China is expected to raise the academic background threshold for teachers to improve the country's education quality, a draft amendment said on Nov 29.
The draft amendment of the Teacher's Law, which was released by the Ministry of Education, is soliciting public opinion through Dec 20.
The draft stipulated kindergarten teachers should at least obtain degrees from higher vocational schools, rather than the secondary vocational school requirement of the current law, which came into effect in 1994.
The draft raised academic requirements for primary school teachers from secondary vocational school degrees to bachelor's degrees. For middle school teachers, the requirement was raised from high vocational school degrees to bachelor's degrees.
The academic requirement for teachers at higher education institutions is raised to master's degrees from bachelor's degrees.
The draft also asked county-level education authorities to arrange rotation of teachers at compulsory education schools to ensure balanced education development.

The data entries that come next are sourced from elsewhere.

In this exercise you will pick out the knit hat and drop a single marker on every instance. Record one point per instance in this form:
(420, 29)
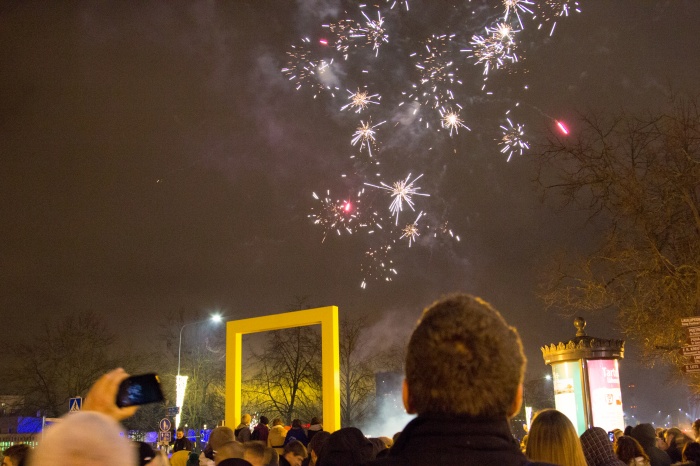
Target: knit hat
(85, 438)
(597, 448)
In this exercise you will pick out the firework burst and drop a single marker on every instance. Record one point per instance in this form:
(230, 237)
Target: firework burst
(402, 191)
(450, 120)
(410, 231)
(302, 68)
(334, 215)
(398, 2)
(513, 139)
(360, 100)
(495, 50)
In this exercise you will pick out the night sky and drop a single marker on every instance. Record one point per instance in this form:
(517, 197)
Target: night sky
(154, 158)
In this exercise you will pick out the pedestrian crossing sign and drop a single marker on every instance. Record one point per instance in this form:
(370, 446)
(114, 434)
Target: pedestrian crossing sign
(74, 404)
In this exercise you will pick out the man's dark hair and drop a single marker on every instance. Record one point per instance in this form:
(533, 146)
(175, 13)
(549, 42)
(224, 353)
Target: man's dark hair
(691, 452)
(463, 358)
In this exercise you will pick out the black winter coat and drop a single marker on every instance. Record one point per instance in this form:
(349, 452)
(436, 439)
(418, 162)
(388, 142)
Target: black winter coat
(458, 440)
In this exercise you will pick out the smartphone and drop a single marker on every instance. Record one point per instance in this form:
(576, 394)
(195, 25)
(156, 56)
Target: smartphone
(139, 390)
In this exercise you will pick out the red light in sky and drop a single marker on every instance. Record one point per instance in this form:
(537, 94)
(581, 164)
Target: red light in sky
(562, 128)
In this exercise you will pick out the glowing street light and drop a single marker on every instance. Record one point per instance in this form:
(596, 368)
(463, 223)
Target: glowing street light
(181, 380)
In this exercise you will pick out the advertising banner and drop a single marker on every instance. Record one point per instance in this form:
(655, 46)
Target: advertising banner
(606, 397)
(568, 392)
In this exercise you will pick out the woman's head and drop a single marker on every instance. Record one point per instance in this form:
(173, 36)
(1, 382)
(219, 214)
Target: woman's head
(553, 439)
(627, 448)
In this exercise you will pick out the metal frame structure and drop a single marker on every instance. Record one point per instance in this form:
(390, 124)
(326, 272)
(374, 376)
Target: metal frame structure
(327, 317)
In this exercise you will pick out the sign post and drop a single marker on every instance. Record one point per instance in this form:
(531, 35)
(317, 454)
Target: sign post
(165, 435)
(692, 349)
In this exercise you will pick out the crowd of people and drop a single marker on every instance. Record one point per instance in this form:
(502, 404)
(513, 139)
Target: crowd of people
(464, 381)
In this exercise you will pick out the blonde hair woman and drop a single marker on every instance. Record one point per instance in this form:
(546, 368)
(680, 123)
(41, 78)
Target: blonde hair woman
(553, 439)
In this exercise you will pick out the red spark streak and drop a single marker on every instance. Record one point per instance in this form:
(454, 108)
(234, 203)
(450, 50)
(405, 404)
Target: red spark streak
(562, 127)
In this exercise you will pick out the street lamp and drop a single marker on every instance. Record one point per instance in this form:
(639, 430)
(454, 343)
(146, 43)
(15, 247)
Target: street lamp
(181, 380)
(216, 318)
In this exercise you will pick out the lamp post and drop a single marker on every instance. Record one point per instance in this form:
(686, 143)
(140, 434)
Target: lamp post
(181, 380)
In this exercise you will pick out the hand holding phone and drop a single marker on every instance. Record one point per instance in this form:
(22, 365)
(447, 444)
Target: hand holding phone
(102, 396)
(139, 390)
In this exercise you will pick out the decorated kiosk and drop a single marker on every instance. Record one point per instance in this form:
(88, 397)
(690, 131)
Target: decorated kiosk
(586, 379)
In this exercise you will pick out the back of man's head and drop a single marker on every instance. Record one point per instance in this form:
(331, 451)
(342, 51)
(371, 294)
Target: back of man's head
(220, 436)
(463, 358)
(17, 453)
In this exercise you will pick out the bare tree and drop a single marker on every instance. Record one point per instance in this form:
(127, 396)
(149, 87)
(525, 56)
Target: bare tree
(357, 384)
(639, 178)
(288, 379)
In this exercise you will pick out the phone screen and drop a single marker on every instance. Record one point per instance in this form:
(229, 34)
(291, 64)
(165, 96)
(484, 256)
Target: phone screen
(139, 390)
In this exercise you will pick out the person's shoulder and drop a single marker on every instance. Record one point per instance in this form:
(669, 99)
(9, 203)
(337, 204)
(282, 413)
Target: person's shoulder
(234, 462)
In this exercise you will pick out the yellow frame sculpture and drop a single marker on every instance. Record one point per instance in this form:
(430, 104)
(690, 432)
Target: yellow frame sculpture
(327, 317)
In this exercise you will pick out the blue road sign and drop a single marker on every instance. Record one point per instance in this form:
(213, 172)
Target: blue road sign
(165, 425)
(75, 404)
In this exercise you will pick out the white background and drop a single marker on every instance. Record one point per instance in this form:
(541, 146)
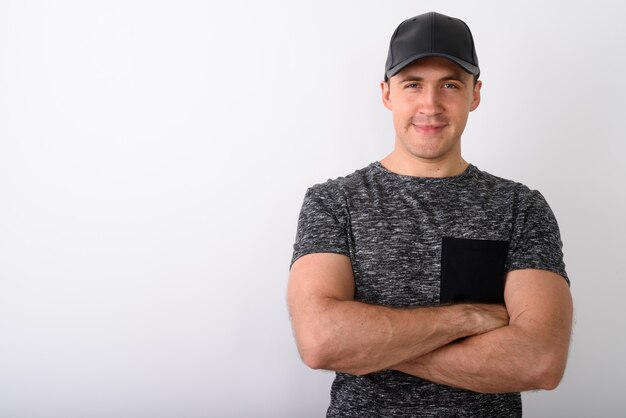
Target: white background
(153, 160)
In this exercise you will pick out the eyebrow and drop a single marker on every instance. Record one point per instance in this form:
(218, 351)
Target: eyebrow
(451, 76)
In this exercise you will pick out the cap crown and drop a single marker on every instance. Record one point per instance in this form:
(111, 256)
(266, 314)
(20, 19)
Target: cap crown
(431, 34)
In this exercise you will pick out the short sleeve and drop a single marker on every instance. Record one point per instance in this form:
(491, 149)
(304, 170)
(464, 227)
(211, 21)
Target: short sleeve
(536, 242)
(322, 225)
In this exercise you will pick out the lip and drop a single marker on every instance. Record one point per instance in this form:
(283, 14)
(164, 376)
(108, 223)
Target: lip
(429, 129)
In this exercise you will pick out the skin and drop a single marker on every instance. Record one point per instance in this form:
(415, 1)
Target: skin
(430, 101)
(520, 346)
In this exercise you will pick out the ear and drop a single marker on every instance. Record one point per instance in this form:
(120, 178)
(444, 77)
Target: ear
(384, 88)
(476, 96)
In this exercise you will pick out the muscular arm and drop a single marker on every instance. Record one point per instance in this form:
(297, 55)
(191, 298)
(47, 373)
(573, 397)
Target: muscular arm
(334, 332)
(530, 353)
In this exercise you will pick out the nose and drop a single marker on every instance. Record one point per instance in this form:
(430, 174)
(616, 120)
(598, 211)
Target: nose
(430, 102)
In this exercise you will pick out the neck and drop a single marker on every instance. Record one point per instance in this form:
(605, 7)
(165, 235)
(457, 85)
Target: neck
(421, 167)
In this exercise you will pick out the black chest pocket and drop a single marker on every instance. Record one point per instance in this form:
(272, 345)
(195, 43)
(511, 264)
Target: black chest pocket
(472, 270)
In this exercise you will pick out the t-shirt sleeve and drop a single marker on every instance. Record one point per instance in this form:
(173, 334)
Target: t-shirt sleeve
(322, 225)
(536, 240)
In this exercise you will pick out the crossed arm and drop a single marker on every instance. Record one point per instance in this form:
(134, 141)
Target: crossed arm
(522, 346)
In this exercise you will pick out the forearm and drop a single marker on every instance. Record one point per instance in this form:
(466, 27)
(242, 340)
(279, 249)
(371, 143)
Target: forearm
(358, 338)
(508, 359)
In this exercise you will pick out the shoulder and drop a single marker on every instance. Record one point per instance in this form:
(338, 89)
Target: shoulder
(340, 188)
(509, 189)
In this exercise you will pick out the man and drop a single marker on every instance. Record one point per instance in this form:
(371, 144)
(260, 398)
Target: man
(431, 288)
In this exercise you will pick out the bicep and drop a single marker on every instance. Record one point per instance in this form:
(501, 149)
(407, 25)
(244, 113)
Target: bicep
(318, 276)
(316, 282)
(539, 302)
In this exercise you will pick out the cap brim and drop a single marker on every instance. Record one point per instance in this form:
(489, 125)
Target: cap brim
(470, 68)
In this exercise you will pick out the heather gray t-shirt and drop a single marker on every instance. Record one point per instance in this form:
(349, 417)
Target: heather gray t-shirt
(419, 242)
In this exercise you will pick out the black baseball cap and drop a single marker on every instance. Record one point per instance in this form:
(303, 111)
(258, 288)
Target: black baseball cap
(431, 35)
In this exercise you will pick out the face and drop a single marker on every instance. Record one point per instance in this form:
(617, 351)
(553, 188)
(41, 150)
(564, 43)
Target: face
(430, 101)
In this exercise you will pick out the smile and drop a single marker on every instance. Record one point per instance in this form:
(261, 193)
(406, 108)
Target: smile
(428, 129)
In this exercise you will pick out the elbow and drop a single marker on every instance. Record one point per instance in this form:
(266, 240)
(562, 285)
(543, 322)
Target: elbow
(321, 356)
(550, 379)
(549, 373)
(314, 358)
(313, 351)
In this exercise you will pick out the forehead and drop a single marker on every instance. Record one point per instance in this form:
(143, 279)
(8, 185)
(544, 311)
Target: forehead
(433, 67)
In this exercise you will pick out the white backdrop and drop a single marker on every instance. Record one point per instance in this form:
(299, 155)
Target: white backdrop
(153, 160)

Teachers should not make public comments that violate the Constitution or harm the reputation of the Party and the country. They should not exploit their position to seek profits, coerce or induce students to take paid tutoring courses from them, or engage in sexual relationships with students, the draft said.
Teachers who engage in this behavior should be fired and have their teaching credentials revoked, and they are forbidden to apply for teaching credentials for five years, the draft said, adding those with serious violations should be banned from teaching for life.